La pasión colombiana no conoce fronteras. A miles de kilómetros de Bogotá, Medellín o Barranquilla, miles de aficionados protagonizaron multitudinarios banderazos en México y Estados Unidos en la antesala al debut de la Selección Colombia en el Mundial de 2026. Las calles norteamericanas se tiñeron de amarillo, azul y rojo en una fiesta tricolor inolvidable.
Banderazos en México
En Ciudad de México, el histórico Ángel de la Independencia fue el epicentro de una enorme concentración de hinchas colombianos. Vestidos con la camiseta de la selección, portando banderas y diversos instrumentos, los aficionados se unieron para hacer sentir al combinado nacional más local que nunca. El apoyo fue ensordecedor.
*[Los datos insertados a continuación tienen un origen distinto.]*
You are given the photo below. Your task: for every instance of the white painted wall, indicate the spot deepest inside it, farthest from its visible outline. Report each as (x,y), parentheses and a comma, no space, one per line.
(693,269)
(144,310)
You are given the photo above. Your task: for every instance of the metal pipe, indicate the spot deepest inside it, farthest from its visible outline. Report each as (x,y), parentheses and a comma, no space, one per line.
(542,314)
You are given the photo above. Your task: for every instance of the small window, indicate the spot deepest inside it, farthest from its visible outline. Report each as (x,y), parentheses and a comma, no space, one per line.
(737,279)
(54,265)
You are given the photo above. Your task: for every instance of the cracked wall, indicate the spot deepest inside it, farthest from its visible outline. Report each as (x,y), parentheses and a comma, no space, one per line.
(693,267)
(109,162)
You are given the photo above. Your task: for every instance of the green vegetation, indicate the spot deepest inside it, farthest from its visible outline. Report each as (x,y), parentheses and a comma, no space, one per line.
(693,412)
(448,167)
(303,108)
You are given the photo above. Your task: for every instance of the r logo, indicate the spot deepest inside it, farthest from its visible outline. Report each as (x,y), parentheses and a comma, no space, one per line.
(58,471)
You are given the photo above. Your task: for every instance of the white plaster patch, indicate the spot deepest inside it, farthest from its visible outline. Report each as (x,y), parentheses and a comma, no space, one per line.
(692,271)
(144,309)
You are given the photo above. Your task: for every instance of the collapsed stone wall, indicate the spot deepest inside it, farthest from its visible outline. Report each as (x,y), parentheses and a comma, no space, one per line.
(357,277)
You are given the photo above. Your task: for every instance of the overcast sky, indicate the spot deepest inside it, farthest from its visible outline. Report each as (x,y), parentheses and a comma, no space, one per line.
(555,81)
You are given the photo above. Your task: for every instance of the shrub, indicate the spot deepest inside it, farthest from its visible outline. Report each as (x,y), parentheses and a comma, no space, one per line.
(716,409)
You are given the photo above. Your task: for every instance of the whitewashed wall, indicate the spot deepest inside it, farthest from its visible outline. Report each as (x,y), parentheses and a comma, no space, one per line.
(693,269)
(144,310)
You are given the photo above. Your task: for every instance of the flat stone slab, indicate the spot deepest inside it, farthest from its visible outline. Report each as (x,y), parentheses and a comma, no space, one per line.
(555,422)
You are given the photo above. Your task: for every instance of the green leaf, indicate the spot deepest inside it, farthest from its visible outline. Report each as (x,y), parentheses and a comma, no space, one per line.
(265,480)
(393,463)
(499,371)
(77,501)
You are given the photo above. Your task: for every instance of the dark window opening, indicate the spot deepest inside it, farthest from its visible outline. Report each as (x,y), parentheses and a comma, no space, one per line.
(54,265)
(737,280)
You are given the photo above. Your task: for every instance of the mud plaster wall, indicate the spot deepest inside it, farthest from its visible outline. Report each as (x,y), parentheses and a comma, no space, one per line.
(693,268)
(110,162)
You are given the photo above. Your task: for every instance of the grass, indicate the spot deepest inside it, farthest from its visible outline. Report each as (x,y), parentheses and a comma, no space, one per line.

Apoyo desde Estados Unidos
En Estados Unidos, otra de las sedes de la Copa del Mundo, la comunidad colombiana organizó multitudinarios encuentros para alentar a la Selección desde la distancia, previo al partido contra Portugal. Familias, grupos de amigos y barras de aficionados convirtieron hoteles, parques y espacios públicos en puntos de encuentro, ratificando a la hinchada colombiana como una de las más numerosas y apasionadas del continente.
Identidad nacional
Más allá del fútbol, el banderazo se convirtió en una muestra de identidad nacional. Miles de colombianos encontraron en el Mundial una excusa perfecta para reunirse, abrazarse y demostrar que la pasión por la camiseta trasciende fronteras. La Selección Colombia debuta hoy frente a Uzbekistán en el Estadio Azteca de Ciudad de México. Según un modelo de inteligencia artificial de La República, Colombia tiene un 60% de probabilidad de ganar el partido.